The U.S. Court of Appeals for the 6th Circuit issued a stay of the Environmental Protection Agency’s Clean Water Rule nationwide Friday, stopping the regulation in its tracks for the time being.
A 2-1 decision by the Cincinnati-based court will keep the EPA and the U.S. Army Corps of Engineers from implementing the rule while the court determines if it has jurisdiction to decide if the rule is a legal use of federal power.
The EPA says the rule would protect streams and wetlands that impact water quality and would more precisely define waters protected by the Clean Water Act. But ranchers, farmers and states argue it gives the federal agency unprecedented authority over drainage ditches and nearly anything else that can contain water.

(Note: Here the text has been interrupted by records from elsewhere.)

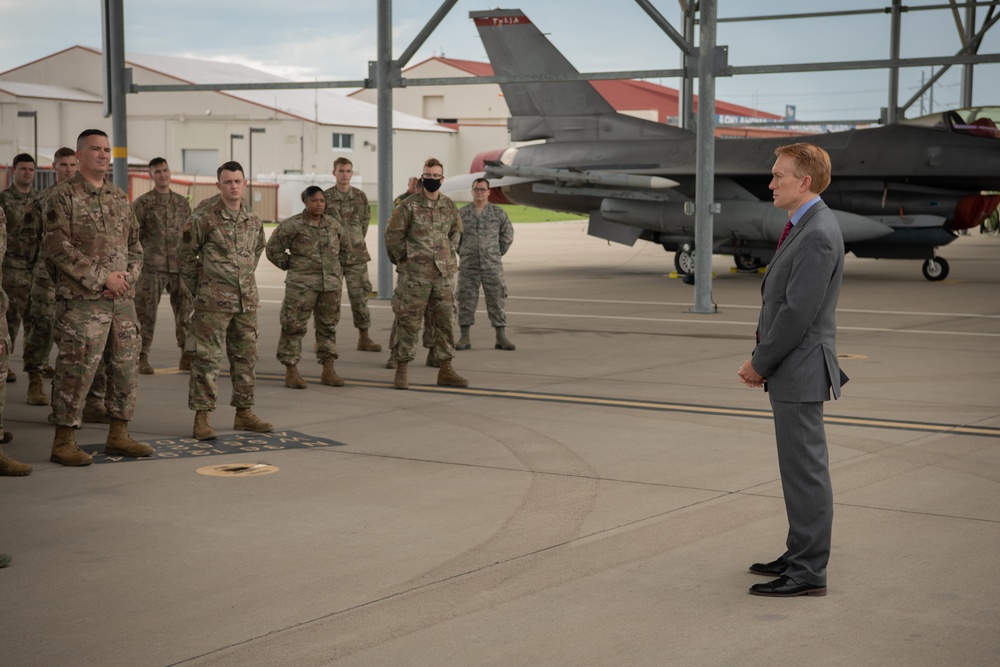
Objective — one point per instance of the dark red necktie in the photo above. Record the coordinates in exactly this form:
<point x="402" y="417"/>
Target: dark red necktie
<point x="784" y="234"/>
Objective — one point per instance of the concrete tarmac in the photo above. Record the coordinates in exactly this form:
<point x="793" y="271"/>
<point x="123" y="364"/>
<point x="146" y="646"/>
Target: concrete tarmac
<point x="594" y="498"/>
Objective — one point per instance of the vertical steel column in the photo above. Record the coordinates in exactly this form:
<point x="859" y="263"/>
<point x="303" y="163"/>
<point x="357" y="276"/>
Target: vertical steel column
<point x="705" y="194"/>
<point x="383" y="67"/>
<point x="970" y="31"/>
<point x="892" y="109"/>
<point x="686" y="97"/>
<point x="119" y="115"/>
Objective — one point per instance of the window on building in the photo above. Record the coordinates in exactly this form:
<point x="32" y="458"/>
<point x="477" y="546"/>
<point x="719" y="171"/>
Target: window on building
<point x="199" y="161"/>
<point x="344" y="142"/>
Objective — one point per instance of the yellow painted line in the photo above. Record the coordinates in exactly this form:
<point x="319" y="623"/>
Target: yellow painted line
<point x="569" y="399"/>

“The sheer breadth of the ripple effects caused by the rule’s definitional changes counsels strongly in favor of maintaining the status quo for the time being,” the decision states.
The court said the stay would temporarily silence “the whirlwind of confusion that springs from uncertainty about the requirements of the new rule and whether they will survive legal testing.”
The definitions of “navigable waters” and “Waters of the United States” have been made uncertain by a series of U.S. Supreme Court rulings over the years, the court wrote. The rule would seek to make the rules clearer and the judges stated they are in favor of the intent, but need more time to analyze if the decision constitutes federal overreach.